Group - nodes with same information.

What do you think of such system? Such system costs at least 30-40k. Is it worth such money if we had 2000-3000 business class customers?

Thanks a lot!

dynamicnet
08-15-2005, 09:45 PM
Greetings Paulius Sprindys:

Apache dying on one physical server would have zero impact on the Apache on the other server.

If load balancing is set up on port 80 and related http / https ports on the servers involved, then the hardware would detect the outage and reroute traffic until the down service / server was back up.

We've been working with high end load balancing solutions since the year 2000 having started in 1995.

That stated, we've seen just as many business failures over the past ten years because of huge capital investments made on the onset without a clear, written, followed, updated as necessary daily business plan.

If you are providing the right values for the right fees, yes the investment can be very worth while.

But putting in the money, and then getting the 2,000 to 3,000 business class customers is another story.

Thank you.

Babushka99
08-15-2005, 11:27 PM
Not to comment on the business aspects of your setup, I dont not know of an exmaple where someone has placed 2000-3000 customers on a Load-Balanced environment.

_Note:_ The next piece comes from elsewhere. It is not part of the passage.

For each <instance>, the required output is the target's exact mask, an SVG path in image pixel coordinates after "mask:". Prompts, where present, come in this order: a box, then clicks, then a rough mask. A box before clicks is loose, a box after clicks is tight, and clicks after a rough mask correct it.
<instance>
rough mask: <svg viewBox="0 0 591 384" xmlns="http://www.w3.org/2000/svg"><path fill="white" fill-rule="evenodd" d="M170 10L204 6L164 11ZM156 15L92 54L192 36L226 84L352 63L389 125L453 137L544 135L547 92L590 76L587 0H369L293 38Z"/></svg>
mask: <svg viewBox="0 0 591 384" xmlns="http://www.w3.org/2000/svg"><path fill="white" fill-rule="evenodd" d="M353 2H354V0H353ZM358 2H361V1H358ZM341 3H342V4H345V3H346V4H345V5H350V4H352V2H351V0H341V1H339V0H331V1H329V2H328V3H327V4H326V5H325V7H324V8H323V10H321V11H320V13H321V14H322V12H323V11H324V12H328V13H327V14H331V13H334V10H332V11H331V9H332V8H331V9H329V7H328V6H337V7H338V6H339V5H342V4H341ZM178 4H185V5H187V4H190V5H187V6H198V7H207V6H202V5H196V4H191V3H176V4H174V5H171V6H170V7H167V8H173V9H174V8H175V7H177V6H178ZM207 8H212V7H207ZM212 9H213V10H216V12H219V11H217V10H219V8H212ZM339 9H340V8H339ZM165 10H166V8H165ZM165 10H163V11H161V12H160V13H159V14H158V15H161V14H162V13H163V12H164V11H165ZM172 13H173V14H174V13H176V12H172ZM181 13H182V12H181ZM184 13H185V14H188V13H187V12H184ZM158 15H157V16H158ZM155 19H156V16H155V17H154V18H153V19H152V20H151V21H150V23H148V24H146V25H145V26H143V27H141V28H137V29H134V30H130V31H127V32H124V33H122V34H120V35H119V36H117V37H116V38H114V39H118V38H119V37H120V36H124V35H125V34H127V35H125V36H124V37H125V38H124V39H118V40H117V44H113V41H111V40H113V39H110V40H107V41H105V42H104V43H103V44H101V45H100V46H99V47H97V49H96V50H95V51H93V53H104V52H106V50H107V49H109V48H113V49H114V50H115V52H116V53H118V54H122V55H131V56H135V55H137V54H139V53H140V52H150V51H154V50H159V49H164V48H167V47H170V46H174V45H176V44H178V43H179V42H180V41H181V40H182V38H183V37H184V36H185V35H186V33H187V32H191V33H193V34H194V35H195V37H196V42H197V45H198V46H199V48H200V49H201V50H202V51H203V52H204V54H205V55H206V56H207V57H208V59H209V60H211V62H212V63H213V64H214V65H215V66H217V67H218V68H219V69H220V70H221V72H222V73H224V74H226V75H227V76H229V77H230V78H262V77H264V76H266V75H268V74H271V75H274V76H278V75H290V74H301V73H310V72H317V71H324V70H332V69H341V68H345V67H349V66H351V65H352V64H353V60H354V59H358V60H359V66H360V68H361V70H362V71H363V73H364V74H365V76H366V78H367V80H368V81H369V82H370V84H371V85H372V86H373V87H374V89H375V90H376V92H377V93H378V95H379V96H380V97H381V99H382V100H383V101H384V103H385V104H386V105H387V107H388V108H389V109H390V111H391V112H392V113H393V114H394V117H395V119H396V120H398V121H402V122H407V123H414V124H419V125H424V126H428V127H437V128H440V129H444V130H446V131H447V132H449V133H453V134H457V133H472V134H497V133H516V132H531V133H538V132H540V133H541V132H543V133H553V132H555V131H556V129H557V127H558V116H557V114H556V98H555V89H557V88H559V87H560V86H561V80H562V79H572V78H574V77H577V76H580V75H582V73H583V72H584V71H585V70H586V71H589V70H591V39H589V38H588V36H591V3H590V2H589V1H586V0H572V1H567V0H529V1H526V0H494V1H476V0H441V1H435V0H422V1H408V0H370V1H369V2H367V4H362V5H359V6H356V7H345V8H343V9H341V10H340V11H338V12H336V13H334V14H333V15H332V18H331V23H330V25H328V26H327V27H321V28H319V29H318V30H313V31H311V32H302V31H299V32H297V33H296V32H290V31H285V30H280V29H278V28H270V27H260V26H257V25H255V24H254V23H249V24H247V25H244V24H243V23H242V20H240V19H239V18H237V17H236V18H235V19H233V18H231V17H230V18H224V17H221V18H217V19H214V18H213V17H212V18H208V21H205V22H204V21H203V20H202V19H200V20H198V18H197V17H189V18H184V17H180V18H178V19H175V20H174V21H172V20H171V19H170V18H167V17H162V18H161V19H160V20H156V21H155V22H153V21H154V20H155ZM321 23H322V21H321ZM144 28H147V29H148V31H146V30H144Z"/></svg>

The My merely listing so many websites, etc. the load itself would increase on the balancer, etc. Not to mention not all your clients would have plain vanilla HTTP servings of the Web Server. Some may require sticky connections, some may require JSP, etc. some sites themselves could inundate your Load Balancer as it is.

Besides I think you don't necessarily have to invest $30k-$40k to make such a setup - you could do it for a lot less.

pliusk
08-16-2005, 04:04 AM
Thank you for your answers!

dynamicnet, would I be able to contact you personaly with some questions later?